Hablemos de posibles soluciones. Sin duda, la legalidad de las incursiones a la privacidad por parte del estado o de las corporaciones debe ser debatida y cuestionada por la sociedad civil en las legislaturas, los medios independientes y los tribunales dentro de la India y en otros lugares. Además, necesitamos líneas más claras que protejan la idea de privacidad en sí misma, que se ha convertido en un concepto fluido en una era saturada digitalmente. Necesitamos encontrar formas tecnológicamente factibles y legalmente ejecutables para dar a los usuarios una agencia sobre el uso de sus datos.

Es necesario trabajar más allá de las fronteras de la India, ya que se importa la mejor tecnología. No podemos esperar mucho de Israel o China unilateralmente, ya que son reservados y citarán intereses nacionales. Estados Unidos parece inconsciente y esto debe cambiar. Al igual que Edward Snowden, quien dio la alarma sobre el estado de vigilancia, esas preocupaciones parecen estar en el exilio superadas por una obsesión con los males del capitalismo de vigilancia. Necesitamos con urgencia tratados transnacionales en la línea del acuerdo climático de París para dificultar colectivamente que los gobiernos y corporaciones deshonestos implementen la vigilancia a escala. Los intentos anteriores, como el Acuerdo de Wassenaar, para promover la transparencia en las exportaciones de armas convencionales y tecnologías de doble uso, no han tenido éxito.
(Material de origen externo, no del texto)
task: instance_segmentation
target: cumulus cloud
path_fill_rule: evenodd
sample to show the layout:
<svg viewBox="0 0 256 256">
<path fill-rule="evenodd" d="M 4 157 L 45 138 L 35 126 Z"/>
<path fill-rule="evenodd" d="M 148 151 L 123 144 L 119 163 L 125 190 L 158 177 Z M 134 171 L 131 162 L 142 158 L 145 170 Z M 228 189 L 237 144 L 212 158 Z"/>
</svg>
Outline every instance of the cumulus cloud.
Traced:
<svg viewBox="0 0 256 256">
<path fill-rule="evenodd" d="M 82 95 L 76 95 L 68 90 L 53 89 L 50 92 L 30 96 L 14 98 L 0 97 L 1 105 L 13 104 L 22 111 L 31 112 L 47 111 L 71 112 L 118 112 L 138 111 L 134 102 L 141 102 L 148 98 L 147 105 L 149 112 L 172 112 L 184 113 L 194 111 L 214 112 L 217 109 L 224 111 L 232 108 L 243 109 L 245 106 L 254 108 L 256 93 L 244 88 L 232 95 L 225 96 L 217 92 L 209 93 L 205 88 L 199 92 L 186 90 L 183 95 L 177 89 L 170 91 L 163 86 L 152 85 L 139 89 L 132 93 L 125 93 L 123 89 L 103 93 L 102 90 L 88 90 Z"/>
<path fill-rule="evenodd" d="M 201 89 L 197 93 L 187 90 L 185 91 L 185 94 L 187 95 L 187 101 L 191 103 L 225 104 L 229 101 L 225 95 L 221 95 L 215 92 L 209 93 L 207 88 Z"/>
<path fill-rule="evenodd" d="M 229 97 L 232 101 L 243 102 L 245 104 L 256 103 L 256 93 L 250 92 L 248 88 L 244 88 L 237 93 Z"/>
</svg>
Una nueva propuesta de David Kaye, ex relator especial de la ONU y Marietje Schaake, ex miembro del Parlamento Europeo, pide un enfoque múltiple que combine una moratoria en la venta de software espía hasta que se defina un régimen de exportación global, transparente, normativo. -requisitos basados ​​en la ley para el uso de dichas tecnologías, que brindan un recurso legal a los objetivos y exigen que las empresas se adhieran a códigos de conducta aceptados a nivel mundial.



Mientras tanto, no aguantaré la respiración. Espero que mejores ángeles prevalezcan cada vez que levante mi teléfono. También mantengo el teléfono lejos de mi cama para que al menos pueda dormir un poco por la noche. Y odiaría que se transmitiera al mundo que ronco.

Esta columna apareció por primera vez en la edición impresa el 30 de julio de 2021 con el título 'La pesadilla de Pegaso'. El escritor es decano de Negocios Globales en la Escuela Fletcher de la Universidad de Tufts, director ejecutivo fundador del Instituto de Negocios en el Contexto Global de Fletcher y miembro senior no residente del Centro para el Progreso Social y Económico.